57Ces arguments semblent peu convaincants au regard de la conclusion de la Commission : le financement n’est pas garanti dans les décennies à venir et des réformes de grande ampleur sont nécessaires. Elles seront difficiles à mener si un consensus politique « puissant » n’est pas trouvé...
58Un autre élément du rapport de la Commission concerne l’extension de cette méthode aux nouveaux États membres. Le Conseil européen de Göteborg a d’ores et déjà invité les pays candidats à traduire dans leurs politiques nationales les objectifs économiques, sociaux et environnementaux de l’Union européenne. La mise en place de régimes de pension adéquats, viables et modernes fait partie de ces objectifs. Dans son projet de rapport, la Commission encourage, en son nom et en celui du Conseil, les pays candidats à exploiter à cette fin l’expérience des États membres décrite dans ce rapport. Enfin, la Commission propose de demander aux pays candidats d’élaborer leurs propres rapports de stratégie nationale basés sur les onze objectifs communs. Des réunions préparatoires pourraient être organisées à la fin du printemps ou début de l’été afin que ces rapports soient présentés dès leur adhésion.
Conclusion
59La Moc est une méthode en plein devenir qui doit éviter deux écueils. D’une part, la méthode ouverte de coordination doit surtout éviter de s’éloigner de sa philosophie de départ qui est de mettre en place un échange d’expériences. Remplacer cet échange par des jugements de valeurs et une classification des politiques nationales, les indicateurs étant utilisés à cette fin est une dérive qui doit être combattue.
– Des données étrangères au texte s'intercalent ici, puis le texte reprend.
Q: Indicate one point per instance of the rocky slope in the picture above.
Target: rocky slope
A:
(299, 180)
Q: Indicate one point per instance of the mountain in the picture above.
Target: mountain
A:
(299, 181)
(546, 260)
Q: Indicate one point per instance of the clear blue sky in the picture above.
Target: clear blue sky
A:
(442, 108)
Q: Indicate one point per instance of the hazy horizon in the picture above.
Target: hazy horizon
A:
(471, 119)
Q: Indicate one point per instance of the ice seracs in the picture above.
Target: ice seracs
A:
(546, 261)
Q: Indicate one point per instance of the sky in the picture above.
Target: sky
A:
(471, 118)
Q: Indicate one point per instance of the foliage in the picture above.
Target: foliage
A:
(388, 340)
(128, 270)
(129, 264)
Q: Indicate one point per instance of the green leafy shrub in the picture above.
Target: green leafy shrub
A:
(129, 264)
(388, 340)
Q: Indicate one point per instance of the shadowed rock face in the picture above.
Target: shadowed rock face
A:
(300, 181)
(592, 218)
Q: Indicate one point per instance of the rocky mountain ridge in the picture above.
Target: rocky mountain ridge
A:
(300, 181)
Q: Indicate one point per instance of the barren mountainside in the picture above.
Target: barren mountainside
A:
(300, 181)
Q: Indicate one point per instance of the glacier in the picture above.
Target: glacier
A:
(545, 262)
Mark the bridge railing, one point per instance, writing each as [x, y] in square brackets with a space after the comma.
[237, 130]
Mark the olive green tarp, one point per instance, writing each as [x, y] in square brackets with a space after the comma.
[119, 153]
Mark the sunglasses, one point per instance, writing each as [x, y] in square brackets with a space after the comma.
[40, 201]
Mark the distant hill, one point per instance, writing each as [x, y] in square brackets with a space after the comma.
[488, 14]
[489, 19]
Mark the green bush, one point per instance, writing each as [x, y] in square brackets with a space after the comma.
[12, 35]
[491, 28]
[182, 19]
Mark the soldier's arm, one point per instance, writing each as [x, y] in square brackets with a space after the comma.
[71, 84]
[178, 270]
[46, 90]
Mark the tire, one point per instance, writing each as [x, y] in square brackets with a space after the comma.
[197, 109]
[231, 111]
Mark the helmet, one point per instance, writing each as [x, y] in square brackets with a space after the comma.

60Cette dérive ne serait acceptable par aucun des États membres et mettrait fin à toute coopération dans ce domaine. Elle concrétiserait les craintes et réticences de nombreux acteurs de la protection sociale vis-à-vis de la Moc. Ils craignent que ce dispositif se retourne contre eux en donnant une prééminence à la performance sur les objectifs sociaux et que ce soit une autre façon d’harmoniser les systèmes de retraite en Europe sur un modèle unique et d’inspiration libérale. Toutes les parties associées à ce chantier, la Commission et le Comité de protection social (CPS) ainsi que les représentants des États et les différentes présidences, sont très sensibles à ce risque et le dénoncent préventivement et vigoureusement.
61Mais, d’autre part, la Moc doit faire ses preuves en démontrant qu’elle n’est pas un nouveau concept à la mode sans impact réel sur le devenir de l’Europe sociale. Elle ne doit pas être une nouvelle instance productrice de débats uniquement théoriques sans influence sur les stratégies nationales. Elle peut être un formidable moteur pour les réformes à venir en permettant à tous d’échanger et de communiquer sur les problèmes à résoudre et les différentes solutions possibles.
62La méthode de coordination européenne comme toutes les constructions européennes sera ce que les États membres veulent que cela soit. L’avenir de la protection sociale européenne dépend clairement de la volonté affichée et constatée des États et des choix qu’ils feront.